Photo: Prof. R. Bradley
“We thought this part of the Arctic was hidden under kilometers of ice during the last glacial maximum, the coldest phase of the Last Ice Age, between 20,000 and 29,000 years ago. But then we stumbled upon sediments deposited during this time in a small lake that existed on Svalbard”, says Willem van der Bilt.
The sediments were collected in 2012, and the discovery of this unique deposit was first published in 2019. But already at that point, van der Bilt was mostly interested in understanding why this environment existed, and what lived there.
Optimizing lab techniques
Now, the Research Professor at the University of Bergen and the Bjerknes Centre has a new paper out in Nature Communications Earth & Environment that tells this story, and shows that life survived in water under, and along, permanent lake ice that trapped solar heat.
It took a few years to put this study together, as there was so little to analyze in sediment from this extreme environment that lab techniques had to be optimized.

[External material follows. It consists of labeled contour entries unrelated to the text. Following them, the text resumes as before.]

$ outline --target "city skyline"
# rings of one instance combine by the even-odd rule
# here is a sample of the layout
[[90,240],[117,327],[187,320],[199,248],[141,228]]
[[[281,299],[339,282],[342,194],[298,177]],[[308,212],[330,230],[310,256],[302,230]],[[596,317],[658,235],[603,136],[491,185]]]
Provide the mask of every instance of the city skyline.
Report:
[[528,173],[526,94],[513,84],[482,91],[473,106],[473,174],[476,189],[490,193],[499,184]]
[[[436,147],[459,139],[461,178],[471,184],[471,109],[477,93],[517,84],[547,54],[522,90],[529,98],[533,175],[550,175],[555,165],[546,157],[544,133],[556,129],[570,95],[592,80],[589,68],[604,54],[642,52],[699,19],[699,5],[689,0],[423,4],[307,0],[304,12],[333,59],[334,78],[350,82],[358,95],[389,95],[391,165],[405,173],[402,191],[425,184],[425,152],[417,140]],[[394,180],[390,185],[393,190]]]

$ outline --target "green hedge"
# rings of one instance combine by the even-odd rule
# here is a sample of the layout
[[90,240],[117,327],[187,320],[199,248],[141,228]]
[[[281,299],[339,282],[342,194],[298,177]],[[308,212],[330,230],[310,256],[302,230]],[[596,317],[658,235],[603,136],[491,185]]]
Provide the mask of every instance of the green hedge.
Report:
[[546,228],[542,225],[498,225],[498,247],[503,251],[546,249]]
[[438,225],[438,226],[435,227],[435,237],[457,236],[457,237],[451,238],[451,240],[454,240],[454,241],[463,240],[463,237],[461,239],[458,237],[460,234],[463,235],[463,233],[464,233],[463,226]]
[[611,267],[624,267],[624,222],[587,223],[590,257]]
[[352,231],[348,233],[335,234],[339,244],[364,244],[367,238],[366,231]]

“We wanted to squeeze every drop of measurable material from this mud” van der Bilt says.

Willem van der Bilt, from the Department of Earth Science, UiB and the Bjerknes Centre. Photo: Håvard Kroken Holme
"Greenhouse effect"
What van der Bilt, and his co-authors found, turned the traditional interpretation of the methods that they used upside-down.
“We used fats from fossil algae to find out what water temperatures were and found that they were way too warm. In addition, the distribution of leaf wax molecules indicated big shifts in water availability, while the presence of ions that make up salt, elements like Bromide or Chloride, was very high”.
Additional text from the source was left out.